The Conservative government is uttering its death knell. In desperation, it has released tapes of private NDP caucus meetings ... um ... what are they doing with tapes of private opposition meetings? How in the world they thought THAT wouldn't blow up in their faces, I don't know - the worst thing on the take was the revelation the opposition parties had considered the possibility of forming a coalition earlier. But isn't it a part of the job of the opposition parties in a minority to explore that possibility?

The deal appears to have Dion lead in the interm (edit: although some reports are contradictory). Alas, this would mean no Ed Broadbent, but avoids the messy constitutional crisis of an unelected PM. There are a few obstacles. The fear that Dion might attempt to use this to retain power in the party might split the Liberals. The bloc might flipflop (they can demand just about anything they want of the Conservatives at this point). There is also the risk the governer general will reject a three-vs-one coalition and call an election.

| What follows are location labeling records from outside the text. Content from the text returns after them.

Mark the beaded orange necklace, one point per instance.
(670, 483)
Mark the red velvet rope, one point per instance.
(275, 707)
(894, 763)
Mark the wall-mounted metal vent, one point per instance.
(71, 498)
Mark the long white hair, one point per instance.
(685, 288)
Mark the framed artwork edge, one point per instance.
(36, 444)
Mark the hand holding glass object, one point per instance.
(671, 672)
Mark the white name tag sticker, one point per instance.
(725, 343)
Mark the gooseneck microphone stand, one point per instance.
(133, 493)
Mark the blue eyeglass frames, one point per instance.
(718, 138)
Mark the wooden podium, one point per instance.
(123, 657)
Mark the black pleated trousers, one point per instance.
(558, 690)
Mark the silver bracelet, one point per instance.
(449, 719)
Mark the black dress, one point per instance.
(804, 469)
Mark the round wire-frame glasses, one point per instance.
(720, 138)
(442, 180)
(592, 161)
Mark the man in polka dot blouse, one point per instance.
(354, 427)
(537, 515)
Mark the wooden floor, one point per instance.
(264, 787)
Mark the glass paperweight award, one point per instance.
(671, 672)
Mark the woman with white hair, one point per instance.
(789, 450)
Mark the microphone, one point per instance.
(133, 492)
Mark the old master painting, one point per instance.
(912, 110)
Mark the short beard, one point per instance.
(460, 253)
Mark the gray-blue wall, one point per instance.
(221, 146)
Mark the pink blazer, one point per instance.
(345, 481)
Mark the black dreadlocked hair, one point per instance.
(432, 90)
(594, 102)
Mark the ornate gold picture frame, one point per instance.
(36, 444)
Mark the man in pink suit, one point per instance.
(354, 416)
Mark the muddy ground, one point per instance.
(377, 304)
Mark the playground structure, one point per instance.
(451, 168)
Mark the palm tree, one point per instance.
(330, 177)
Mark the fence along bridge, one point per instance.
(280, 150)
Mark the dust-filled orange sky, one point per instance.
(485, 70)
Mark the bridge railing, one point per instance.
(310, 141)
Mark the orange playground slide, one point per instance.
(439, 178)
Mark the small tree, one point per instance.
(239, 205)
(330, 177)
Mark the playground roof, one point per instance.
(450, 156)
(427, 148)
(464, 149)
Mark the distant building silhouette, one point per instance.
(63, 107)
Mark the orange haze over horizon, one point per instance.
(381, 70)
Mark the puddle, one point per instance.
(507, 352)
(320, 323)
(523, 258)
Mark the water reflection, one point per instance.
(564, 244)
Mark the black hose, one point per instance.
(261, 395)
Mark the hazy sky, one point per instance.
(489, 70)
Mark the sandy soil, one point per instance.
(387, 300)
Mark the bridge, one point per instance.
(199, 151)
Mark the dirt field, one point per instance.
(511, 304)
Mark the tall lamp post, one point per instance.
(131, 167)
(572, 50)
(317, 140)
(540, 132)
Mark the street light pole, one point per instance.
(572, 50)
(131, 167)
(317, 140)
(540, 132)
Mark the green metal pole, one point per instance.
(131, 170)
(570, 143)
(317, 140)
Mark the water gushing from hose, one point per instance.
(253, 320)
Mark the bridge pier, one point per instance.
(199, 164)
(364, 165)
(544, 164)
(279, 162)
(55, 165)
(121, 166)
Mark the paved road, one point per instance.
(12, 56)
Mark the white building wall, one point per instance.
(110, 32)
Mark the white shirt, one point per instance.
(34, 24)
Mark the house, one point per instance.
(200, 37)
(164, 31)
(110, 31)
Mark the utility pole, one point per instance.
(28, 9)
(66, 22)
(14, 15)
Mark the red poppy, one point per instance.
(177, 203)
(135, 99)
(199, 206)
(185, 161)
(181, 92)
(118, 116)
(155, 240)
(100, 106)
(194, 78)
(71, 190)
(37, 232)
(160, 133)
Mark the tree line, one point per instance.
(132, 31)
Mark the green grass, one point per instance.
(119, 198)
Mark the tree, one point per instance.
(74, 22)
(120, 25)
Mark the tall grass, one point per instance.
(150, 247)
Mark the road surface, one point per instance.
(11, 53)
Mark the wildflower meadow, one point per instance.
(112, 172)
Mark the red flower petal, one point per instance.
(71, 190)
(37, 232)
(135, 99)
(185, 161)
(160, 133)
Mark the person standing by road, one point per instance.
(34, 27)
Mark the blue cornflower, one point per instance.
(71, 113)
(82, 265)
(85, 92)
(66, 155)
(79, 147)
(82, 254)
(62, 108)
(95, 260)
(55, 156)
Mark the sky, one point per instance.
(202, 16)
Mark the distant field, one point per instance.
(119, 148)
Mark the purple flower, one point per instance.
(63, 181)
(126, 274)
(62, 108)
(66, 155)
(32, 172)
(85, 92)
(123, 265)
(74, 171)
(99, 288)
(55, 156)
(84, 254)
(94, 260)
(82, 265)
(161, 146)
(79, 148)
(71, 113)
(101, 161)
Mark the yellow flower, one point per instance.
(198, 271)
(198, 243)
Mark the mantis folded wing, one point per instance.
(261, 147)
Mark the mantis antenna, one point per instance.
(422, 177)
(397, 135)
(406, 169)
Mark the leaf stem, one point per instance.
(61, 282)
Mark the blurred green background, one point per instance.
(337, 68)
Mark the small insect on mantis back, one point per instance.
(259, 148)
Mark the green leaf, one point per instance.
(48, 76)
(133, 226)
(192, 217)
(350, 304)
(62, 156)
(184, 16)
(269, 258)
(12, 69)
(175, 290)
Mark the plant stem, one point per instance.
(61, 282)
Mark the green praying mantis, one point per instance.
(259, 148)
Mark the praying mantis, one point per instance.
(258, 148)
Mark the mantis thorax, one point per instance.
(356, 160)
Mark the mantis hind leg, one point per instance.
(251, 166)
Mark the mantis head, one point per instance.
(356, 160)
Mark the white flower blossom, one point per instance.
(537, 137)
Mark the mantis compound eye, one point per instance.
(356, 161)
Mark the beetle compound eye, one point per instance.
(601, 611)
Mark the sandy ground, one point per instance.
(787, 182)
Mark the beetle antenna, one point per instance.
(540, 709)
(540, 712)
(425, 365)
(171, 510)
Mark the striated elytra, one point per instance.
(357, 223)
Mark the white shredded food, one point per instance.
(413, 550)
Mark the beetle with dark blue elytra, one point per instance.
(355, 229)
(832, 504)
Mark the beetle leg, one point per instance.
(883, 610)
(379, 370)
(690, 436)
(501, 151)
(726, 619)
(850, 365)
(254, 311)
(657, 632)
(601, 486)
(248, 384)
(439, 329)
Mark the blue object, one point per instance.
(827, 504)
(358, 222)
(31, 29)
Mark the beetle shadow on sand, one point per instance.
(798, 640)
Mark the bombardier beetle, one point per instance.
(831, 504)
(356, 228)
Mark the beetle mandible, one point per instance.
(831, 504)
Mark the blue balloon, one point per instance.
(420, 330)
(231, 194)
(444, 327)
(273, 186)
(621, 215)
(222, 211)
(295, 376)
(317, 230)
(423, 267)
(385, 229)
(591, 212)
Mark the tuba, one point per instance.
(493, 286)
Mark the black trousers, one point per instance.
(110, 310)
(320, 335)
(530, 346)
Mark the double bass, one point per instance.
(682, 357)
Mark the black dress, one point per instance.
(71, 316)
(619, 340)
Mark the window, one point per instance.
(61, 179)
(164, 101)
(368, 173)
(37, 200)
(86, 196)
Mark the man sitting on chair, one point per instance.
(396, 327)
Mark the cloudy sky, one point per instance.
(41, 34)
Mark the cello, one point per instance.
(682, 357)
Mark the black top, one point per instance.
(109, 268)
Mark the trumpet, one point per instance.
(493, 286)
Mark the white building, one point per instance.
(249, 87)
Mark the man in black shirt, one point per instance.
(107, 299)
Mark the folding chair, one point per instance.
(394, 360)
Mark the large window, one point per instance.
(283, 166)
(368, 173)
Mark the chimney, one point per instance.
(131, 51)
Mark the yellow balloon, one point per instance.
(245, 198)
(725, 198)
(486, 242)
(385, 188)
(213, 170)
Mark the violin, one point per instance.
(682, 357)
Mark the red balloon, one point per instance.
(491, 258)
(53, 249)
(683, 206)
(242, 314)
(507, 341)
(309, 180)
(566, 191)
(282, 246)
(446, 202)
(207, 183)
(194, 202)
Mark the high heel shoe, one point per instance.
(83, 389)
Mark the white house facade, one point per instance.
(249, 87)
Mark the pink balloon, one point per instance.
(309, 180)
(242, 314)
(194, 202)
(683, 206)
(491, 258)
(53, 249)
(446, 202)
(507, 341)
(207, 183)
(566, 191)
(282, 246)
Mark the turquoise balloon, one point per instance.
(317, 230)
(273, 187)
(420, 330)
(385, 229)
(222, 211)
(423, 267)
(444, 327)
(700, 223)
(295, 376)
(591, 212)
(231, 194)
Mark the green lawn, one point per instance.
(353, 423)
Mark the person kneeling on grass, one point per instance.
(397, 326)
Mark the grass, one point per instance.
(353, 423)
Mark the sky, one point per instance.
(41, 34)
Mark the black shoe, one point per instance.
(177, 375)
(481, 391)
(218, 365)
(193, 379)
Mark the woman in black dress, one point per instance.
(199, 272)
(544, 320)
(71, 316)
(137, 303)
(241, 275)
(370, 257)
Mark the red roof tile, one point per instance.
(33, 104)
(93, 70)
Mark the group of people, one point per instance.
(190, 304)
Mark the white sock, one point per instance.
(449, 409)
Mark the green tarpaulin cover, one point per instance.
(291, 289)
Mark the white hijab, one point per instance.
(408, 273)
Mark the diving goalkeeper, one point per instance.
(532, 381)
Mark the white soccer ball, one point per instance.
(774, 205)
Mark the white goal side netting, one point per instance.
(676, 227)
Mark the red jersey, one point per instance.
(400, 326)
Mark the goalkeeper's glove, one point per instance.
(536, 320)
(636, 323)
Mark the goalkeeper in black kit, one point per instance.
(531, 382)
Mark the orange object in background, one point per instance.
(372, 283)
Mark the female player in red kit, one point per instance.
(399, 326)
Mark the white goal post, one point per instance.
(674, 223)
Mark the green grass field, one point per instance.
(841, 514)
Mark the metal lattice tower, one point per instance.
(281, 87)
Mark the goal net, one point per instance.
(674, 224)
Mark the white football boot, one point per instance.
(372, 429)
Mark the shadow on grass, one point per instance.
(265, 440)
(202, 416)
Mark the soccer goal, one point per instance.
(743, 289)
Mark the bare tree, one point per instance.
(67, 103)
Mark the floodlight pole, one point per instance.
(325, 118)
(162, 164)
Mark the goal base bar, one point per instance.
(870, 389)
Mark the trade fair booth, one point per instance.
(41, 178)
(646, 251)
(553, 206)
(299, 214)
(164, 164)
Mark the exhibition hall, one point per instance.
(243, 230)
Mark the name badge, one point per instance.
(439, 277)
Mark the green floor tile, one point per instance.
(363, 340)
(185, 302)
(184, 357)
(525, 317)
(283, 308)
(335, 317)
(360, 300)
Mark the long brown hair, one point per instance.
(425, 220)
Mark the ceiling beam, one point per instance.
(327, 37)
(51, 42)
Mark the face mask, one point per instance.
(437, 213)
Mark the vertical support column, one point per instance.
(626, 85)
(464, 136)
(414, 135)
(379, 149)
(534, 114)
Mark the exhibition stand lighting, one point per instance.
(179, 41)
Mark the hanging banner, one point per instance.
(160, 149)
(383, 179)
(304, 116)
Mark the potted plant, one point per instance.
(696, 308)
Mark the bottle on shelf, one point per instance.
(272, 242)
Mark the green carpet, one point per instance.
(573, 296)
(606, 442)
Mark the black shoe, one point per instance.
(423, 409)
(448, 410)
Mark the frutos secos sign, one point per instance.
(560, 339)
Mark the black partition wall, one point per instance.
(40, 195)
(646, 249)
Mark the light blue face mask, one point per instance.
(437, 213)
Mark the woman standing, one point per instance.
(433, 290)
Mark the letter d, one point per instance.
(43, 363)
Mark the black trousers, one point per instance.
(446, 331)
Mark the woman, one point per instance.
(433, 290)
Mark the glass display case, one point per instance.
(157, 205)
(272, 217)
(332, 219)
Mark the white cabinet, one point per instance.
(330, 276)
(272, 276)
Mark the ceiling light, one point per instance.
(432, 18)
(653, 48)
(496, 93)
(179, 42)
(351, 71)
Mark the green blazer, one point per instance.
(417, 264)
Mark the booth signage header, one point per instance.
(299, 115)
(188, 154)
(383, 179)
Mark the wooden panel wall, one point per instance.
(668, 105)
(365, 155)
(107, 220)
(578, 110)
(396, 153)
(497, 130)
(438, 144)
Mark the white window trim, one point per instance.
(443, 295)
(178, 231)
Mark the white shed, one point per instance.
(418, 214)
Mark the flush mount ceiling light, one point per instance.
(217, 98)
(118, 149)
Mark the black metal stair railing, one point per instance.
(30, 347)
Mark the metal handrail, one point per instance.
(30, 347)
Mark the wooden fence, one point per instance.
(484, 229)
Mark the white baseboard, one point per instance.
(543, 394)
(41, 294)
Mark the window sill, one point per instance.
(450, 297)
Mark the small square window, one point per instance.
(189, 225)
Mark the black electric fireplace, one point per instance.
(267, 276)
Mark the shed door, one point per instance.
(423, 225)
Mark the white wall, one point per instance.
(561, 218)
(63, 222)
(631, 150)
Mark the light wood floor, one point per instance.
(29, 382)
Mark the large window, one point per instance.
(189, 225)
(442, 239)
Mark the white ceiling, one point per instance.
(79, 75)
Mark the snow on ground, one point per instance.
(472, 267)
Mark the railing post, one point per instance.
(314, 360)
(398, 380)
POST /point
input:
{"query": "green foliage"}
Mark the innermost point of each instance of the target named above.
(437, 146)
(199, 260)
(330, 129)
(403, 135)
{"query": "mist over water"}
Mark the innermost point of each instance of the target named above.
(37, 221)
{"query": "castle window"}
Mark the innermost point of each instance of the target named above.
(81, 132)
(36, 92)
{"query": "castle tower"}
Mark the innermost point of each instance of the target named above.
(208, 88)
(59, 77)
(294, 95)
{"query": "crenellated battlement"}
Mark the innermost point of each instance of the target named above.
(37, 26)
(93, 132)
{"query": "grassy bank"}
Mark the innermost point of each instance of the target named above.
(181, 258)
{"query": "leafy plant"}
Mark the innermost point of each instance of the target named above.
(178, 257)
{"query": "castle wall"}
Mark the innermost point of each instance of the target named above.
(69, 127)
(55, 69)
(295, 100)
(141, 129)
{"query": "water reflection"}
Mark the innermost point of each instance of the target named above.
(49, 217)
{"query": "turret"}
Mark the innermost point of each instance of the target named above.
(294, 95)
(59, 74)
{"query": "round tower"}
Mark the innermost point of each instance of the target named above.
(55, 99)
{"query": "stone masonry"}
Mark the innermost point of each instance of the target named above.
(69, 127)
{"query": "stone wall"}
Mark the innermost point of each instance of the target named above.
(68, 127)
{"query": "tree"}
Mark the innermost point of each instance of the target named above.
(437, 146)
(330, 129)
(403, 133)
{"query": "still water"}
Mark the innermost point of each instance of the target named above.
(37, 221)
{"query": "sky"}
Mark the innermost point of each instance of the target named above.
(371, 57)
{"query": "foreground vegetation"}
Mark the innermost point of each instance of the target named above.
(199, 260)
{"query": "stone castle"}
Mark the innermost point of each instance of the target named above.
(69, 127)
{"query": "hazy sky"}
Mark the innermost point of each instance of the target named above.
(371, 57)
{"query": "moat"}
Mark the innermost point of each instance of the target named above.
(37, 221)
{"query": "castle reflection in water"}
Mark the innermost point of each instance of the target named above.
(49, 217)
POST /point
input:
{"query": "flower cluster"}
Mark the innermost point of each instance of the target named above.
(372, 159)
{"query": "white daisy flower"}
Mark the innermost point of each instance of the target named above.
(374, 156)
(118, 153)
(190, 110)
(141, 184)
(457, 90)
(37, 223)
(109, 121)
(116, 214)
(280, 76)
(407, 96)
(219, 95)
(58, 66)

The thing that's being left out is the question of defining exactly what they will do differently, but it's hard to have that discussion in public given how adept the Conservatives are at playing the attack game. Normally I wouldn't be tolerant of such secrecy, but the Conservatives didn't publicly announce their economy platform until after the election, so the low standard has already been set. As for the right-to-govern, 37% of voters voted Conservative (143 seats), 44% for Liberals+NDP (114 seats) ... I'm not comfortable with the wide gap in the number of seats, but the popular vote would be on the side of the coalition (I leave the bloc's 10%/55 seats to the side in that calculation).